Und genau hier bekommt die Geschichte aus meiner Sicht große Schwachstellen. Schon die Beschreibungen, wie Mercier zum Ministerium pilgert, und von dem Ex-Liebhaber seiner Exfrau gezeigt bekommt, was mit den ungewollten Klonen geschieht, ziehen sich streckenweise enorm. Aber nun tritt Marilyn ins Zentrum des Geschehens und es wird nicht absurd oder grotesk-komisch, nein, für mich wird es ein bisschen, nun ja, eklig. Mercier geht noch am selben Abend mit Marilyn in die Falle und ab da haben sie zwar keine Beziehung, denn sie ist ja nur ein Klon, aber sie taugt als nächtliche Triebabbau-Maschine für ihn, als Befriedigung seiner Tagträume. Sie selbst reflektiert all das nicht, denn genau auf das, also Haushaltsführung und Verführungskünste, wurde sie offensichtlich getrimmt in ihrer „Ausbildung“. Wie unwürdig ist das denn, bitteschön?!

Ab da hat der „Gutmensch“ Mercier für mich sehr, sehr viel an Sympathie eingebüßt.

Als würde all das an Kuddelmuddel nicht genügen, bemerkt Mercier bei seinen nächtlichen Annäherungen an das blonde Sexsymbol, dass Marilyn die  Tätowierungsnummer fehlt, die jeder Klon besitzt, und tatsächlich kommt nun auch noch heraus, dass Marilyn kein legaler Klon ist – der Nachbar hatte sie sich schwarz besorgt. Mercier, der Magnet für Chaos!

Es kommt, wie es kommen muss – eines Tages steht die Polizei vor der Tür, die beiden Klone können in letzter Sekunde entwischen und Mercier hat Glück im Unglück.
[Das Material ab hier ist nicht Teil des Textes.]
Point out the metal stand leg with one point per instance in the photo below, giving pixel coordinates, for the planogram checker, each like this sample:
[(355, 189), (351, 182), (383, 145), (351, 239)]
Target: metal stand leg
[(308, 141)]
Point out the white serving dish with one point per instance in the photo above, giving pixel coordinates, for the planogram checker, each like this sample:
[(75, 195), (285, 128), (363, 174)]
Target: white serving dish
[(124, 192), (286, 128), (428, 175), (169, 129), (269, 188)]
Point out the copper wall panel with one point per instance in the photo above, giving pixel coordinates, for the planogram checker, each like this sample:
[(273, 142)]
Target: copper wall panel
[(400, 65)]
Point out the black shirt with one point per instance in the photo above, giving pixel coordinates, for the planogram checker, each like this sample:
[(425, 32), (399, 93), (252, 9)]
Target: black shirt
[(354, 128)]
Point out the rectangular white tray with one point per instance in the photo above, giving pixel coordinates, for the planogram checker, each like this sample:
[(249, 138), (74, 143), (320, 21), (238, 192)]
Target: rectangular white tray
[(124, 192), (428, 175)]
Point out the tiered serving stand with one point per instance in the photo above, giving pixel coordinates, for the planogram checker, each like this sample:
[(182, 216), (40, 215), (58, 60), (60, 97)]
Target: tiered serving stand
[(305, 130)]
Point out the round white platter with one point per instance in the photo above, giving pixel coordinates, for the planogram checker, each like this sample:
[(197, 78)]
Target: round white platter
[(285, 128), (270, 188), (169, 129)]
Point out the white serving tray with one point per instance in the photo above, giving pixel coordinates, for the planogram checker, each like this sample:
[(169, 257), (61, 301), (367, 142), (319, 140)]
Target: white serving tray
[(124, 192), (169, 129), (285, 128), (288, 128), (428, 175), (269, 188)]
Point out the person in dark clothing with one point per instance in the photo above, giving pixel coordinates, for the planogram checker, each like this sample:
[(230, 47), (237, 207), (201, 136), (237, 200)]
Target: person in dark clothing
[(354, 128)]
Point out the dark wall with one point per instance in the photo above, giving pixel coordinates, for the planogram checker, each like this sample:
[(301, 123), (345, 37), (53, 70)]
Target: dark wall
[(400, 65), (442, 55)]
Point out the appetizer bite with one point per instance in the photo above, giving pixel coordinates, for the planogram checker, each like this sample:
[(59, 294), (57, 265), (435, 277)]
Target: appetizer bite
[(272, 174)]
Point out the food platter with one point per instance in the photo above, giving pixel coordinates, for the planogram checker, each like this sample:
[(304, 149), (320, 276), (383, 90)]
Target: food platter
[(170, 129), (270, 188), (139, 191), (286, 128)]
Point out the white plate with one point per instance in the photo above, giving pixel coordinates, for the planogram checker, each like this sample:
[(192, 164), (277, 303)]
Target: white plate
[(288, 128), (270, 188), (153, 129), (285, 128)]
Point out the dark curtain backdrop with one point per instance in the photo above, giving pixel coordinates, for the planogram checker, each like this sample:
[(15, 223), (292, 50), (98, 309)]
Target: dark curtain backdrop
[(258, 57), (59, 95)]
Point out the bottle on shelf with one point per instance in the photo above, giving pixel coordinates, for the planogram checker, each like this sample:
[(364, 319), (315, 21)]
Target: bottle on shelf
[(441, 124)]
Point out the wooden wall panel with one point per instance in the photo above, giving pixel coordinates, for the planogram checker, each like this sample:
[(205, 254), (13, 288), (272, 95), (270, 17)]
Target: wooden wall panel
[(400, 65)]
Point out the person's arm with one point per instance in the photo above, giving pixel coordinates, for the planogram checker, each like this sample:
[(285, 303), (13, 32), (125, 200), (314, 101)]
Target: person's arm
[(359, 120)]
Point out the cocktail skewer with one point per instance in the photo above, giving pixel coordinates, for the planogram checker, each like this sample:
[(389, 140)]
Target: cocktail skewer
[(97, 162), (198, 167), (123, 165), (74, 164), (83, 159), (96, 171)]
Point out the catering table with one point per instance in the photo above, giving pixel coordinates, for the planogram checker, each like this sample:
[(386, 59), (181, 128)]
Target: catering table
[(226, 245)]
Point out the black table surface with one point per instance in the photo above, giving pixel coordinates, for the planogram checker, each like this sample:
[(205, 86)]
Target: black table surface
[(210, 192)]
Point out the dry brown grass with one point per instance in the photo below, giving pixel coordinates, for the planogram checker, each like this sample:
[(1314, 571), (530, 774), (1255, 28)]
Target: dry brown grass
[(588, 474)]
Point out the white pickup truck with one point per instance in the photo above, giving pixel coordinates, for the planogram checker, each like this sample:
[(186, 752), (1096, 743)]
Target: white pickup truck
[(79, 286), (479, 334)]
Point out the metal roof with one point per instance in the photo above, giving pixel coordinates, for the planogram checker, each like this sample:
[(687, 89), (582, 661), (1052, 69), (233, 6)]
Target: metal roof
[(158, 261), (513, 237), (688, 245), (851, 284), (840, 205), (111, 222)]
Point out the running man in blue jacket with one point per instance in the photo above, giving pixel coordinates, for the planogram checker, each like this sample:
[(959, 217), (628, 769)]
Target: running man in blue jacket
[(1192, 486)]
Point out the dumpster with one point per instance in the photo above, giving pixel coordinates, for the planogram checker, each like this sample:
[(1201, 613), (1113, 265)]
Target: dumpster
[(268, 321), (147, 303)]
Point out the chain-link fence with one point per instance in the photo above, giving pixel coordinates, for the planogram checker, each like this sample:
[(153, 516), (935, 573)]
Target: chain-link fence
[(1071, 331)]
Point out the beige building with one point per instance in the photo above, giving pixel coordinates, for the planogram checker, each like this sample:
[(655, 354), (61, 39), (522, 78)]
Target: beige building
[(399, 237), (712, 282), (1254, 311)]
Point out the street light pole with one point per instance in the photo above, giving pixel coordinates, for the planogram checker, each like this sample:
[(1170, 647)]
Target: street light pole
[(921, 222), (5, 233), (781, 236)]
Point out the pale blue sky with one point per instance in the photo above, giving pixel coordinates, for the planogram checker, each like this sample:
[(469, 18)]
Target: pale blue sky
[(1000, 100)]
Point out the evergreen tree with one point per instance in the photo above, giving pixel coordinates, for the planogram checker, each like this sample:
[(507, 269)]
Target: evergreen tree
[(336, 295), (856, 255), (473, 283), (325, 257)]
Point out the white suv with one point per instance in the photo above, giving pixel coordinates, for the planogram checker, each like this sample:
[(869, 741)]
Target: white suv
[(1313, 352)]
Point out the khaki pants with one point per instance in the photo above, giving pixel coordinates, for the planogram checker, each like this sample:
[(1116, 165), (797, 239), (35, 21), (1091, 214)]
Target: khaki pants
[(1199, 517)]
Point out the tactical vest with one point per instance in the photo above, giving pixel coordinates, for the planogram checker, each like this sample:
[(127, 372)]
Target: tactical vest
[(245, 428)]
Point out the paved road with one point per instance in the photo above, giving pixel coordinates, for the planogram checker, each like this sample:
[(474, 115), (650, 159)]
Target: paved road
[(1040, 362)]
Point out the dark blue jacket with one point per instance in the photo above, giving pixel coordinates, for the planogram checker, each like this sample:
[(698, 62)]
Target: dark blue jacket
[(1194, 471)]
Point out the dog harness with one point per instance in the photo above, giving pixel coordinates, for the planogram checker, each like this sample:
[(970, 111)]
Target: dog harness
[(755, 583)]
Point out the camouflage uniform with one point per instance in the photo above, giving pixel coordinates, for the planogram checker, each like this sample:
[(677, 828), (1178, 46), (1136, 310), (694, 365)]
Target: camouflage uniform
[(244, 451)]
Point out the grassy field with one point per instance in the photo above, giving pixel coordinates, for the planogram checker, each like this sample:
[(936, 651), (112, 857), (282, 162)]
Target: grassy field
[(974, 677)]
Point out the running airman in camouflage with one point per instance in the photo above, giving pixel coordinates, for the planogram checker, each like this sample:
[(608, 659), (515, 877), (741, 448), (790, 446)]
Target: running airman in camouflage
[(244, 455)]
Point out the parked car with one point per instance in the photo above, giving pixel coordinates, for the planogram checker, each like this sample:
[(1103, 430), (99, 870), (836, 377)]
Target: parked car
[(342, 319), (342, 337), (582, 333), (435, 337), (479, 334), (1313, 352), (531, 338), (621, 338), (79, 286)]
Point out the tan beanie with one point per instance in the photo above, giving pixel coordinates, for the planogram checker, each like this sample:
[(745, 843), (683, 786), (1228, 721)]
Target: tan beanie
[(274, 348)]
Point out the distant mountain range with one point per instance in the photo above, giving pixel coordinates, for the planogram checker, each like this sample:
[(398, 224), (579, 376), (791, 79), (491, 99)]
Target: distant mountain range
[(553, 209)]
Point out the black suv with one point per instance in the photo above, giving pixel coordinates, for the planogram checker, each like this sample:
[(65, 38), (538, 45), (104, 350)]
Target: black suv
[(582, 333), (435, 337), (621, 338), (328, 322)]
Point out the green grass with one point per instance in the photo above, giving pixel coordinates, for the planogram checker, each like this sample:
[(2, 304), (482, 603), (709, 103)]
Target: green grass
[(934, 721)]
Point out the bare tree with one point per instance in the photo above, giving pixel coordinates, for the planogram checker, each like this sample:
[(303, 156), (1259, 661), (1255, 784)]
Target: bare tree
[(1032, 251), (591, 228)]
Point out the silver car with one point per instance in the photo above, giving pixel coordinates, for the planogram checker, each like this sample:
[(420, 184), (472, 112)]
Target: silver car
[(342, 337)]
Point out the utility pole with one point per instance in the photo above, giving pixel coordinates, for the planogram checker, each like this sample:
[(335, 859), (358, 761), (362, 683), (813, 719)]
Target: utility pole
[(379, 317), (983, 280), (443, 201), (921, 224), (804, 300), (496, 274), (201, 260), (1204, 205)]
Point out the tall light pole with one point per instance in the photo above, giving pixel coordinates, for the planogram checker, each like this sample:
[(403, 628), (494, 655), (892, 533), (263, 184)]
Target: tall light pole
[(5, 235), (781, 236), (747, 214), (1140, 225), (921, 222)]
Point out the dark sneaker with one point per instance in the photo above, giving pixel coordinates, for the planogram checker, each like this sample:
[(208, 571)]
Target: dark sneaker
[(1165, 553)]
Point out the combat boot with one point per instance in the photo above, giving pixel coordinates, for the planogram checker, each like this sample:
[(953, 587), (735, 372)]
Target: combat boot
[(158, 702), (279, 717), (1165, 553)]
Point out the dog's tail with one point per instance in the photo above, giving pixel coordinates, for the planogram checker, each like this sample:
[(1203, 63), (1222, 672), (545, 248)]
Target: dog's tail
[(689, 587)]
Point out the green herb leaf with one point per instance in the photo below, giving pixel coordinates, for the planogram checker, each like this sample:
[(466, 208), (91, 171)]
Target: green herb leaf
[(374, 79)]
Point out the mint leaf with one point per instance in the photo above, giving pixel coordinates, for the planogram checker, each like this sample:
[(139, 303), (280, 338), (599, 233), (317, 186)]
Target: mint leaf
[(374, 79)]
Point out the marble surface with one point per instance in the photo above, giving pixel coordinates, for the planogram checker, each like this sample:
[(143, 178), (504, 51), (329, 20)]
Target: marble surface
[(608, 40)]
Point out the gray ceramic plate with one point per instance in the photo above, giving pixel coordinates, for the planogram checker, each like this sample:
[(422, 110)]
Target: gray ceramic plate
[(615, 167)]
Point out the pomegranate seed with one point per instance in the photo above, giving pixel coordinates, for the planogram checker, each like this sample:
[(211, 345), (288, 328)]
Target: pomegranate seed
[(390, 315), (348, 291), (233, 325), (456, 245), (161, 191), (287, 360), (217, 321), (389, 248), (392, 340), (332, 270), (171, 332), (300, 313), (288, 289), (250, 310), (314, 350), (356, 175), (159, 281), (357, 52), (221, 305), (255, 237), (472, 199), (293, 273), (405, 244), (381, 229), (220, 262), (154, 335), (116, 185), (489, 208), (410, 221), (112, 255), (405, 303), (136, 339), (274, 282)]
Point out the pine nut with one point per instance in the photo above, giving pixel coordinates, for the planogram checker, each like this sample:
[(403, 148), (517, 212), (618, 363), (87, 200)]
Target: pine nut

Er muss nur für ein Vergehen, kein Verbrechen geradestehen, und kommt – mit einem sehr guten Anwalt an der Seite – glimpflich davon.

Cut.

Einige Jahre später setzt die Story wieder ein. Mercier begibt sich auf die Suche nach Marilyn und ab da nimmt die Geschichte wieder an Fahrt auf. Es wird tatsächlich endlich absurd, grotesk und zum Teil auch wirklich komisch. Doch das Lachen bleibt einem im Halse stecken, denn bei einem Protagonisten namens Adolf Hitler tut man sich einfach schwer. Das Ende ist überraschend, wer hätte damit gerechnet, dass der Plot doch noch so abgedreht wird. Und doch bleibt nach Lesen des Epilogs wieder der leichte Anflug von Abscheu bestehen, denn Mercier trifft eine erstaunliche Entscheidung.

Die Spannungskurve der Geschichte bewegt sich in großen Wellen auf und ab. Doch nie ist es so, dass mich ein Sog erfasst hätte. Immer musste ich mich innerlich ein wenig weiterschubsen beim Lesen. François Saintonge, der laut Klappentext das Pseudonym eines etablierten französischen Schriftstellers ist, lässt mich mit seinem Roman unentschlossen zurück, er ist einfach mittelprächtig. Gute Szenen stehen neben weniger guten Szenen. Und alle Personen bleiben seltsam eindimensional. Eine Identifizierung, ein Mitleiden oder gar ein Mitfiebern mit den Protagonisten vollzieht sich kein einziges Mal. Man wünschte sich mehr Tiefe für die Figuren und mehr Einblick in ihr Seelenleben.

Kein schlechtes Buch, ganz sicher nicht! Aber ein derart provokanter Titel mit einem derart bombastischen Cover hatte bei mir große Erwartungen geweckt – vielleicht zu große. Somit war es schwer, meinen Anforderungen gerecht zu werden – und der Roman hat es leider nicht geschafft, mich wirklich zu überzeugen.